« Cost-killer », un métier à part entière !

Comment redonner le sourire à un dirigeant d’entreprise en ces temps de crise ? Lui annoncer qu’il peut trouver des fournisseurs encore moins chers pour ses produits ! Ces apporteurs de bonnes nouvelles, on les nomme les cost-killers. Comme le nom l’indique bien, un cost-killer est littéralement un tueur de coût, une personne appelée au sein d’une entreprise pour réduire tous les coûts possibles, du matériel aux hommes, tout y passe ; une sorte de traqueur des dépenses inutiles.

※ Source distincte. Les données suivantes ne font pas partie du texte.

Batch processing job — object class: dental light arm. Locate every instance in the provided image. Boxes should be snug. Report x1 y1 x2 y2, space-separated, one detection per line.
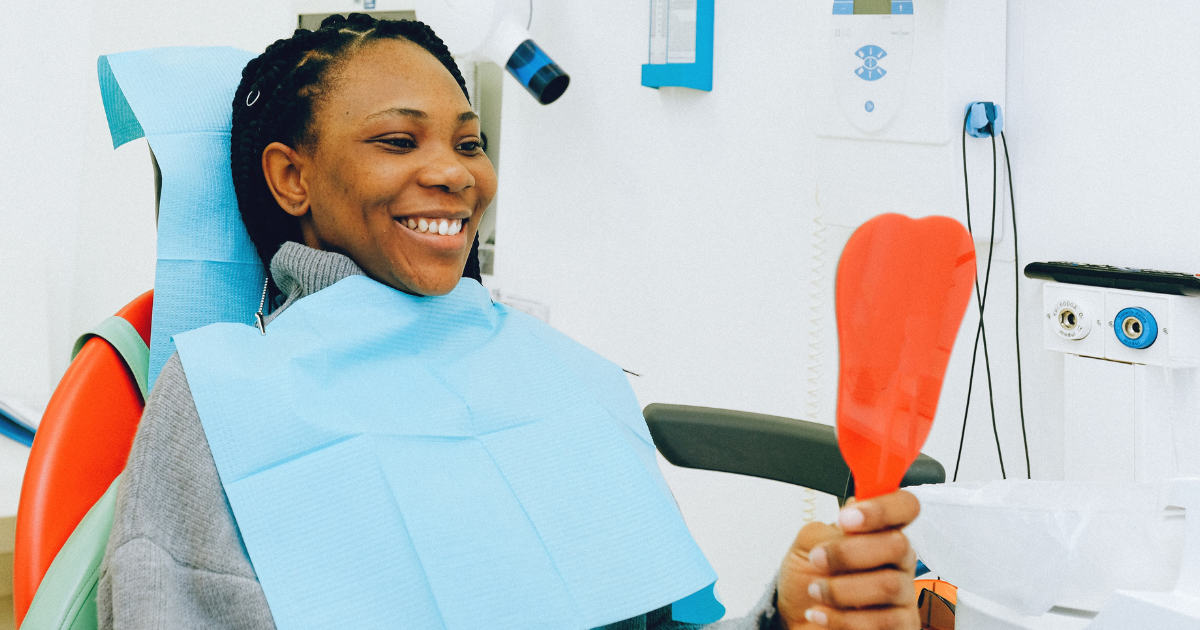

Un cost-killer c’est tout simplement un mélange entre un contrôleur de gestion chargé de faire des suivis classiques d’indicateurs financiers et donc stratégiques de l’entreprise et un responsable des achats, dont le rôle est de passer des commandes et de mettre à disposition des clients internes les produits demandés. La fonction d’un cost-killer est donc de vérifier et de rationaliser l’ensemble des achats non stratégiques afin d’en dégager des économies : papeterie, mobilier de bureau, factures de téléphone et d’électricité, et même les déplacements professionnels parfois ! Quand il s’agit de la chasse aux gaspillages, les cost-killers sont les personnes adéquates pour remettre les pendules à l’heure et traquer toutes les dépenses superflues.

La fonction de cost-killer est apparue comme un métier à part entière car face à une concurrence intensifiée sur le marché local et international, les entreprises sont constamment à la recherche d’efficience ; et la première source de profits réside essentiellement dans la maîtrise et la réduction des coûts, le cœur de métier même de ce profil !

Parce que le travail d’une personne en charge de réduire les frais généraux au sein d’une entreprise est très mal perçu par les collaborateurs en interne, des cabinets spécialisés dans ce domaine ont vu le jour. En effet, qui parle de réduction de coûts, essentiellement de frais généraux, parle d’épluchement de facture et par la suite de perturbation de certaines habitudes (coups de téléphone personnels, …). Il est donc plus simple pour une direction de déléguer ce travail à un cabinet externe que de le confier à une personne de l’entreprise.

En France, il existe de nombreux cabinets de consultants, experts en optimisation et réduction des frais généraux. Certains en ont fait leur cœur de métier, d'autres travaillent en parallèle sur la réduction d'autres charges, notamment sociales et fiscales. La plupart des gens de ce métier n'aiment pas se faire appeler cost-killer car le terme a une connotation négative, ils préfèrent plutôt « cost control », un mélange entre cost-killer et contrôleur de gestion puisque le métier en lui-même relève de l’ajustement budgétaire. Leur rôle dans les entreprises est de rechercher des sources éventuelles d’économies et de maximiser ainsi les gains.

La plupart des cost-killers se rémunèrent entièrement sur une part des économies qu'ils auront réussi à vous faire gagner. Une proposition "gagnant-gagnant" qui leur sert de puissant levier commercial. Enfin, comme tout consultant, les cost-killers vont apporter à l’entreprise une expérience nouvelle, un réseau de fournisseurs et de nouveaux outils …

Mais, malheureusement, le cost-killing ne fait pas que tuer les coûts dans une entreprise, il peut également tuer la motivation des salariés. Dans les entreprises, une compensation est souvent établie entre les salariés et la direction : le salarié passe des appels téléphoniques personnels, pendant ses horaires de travail ; il utilise la photocopie à titre personnel ; mais, à son tour, il sait renvoyer l’ascenseur en ne manquant pas une occasion de promouvoir son entreprise même dans ses rencontres extra-professionnelles…

Dans les entités marocaines, comme partout dans le monde, cette fonction existe bien évidemment mais le terme de cost-killer n’est pas encore très répandu.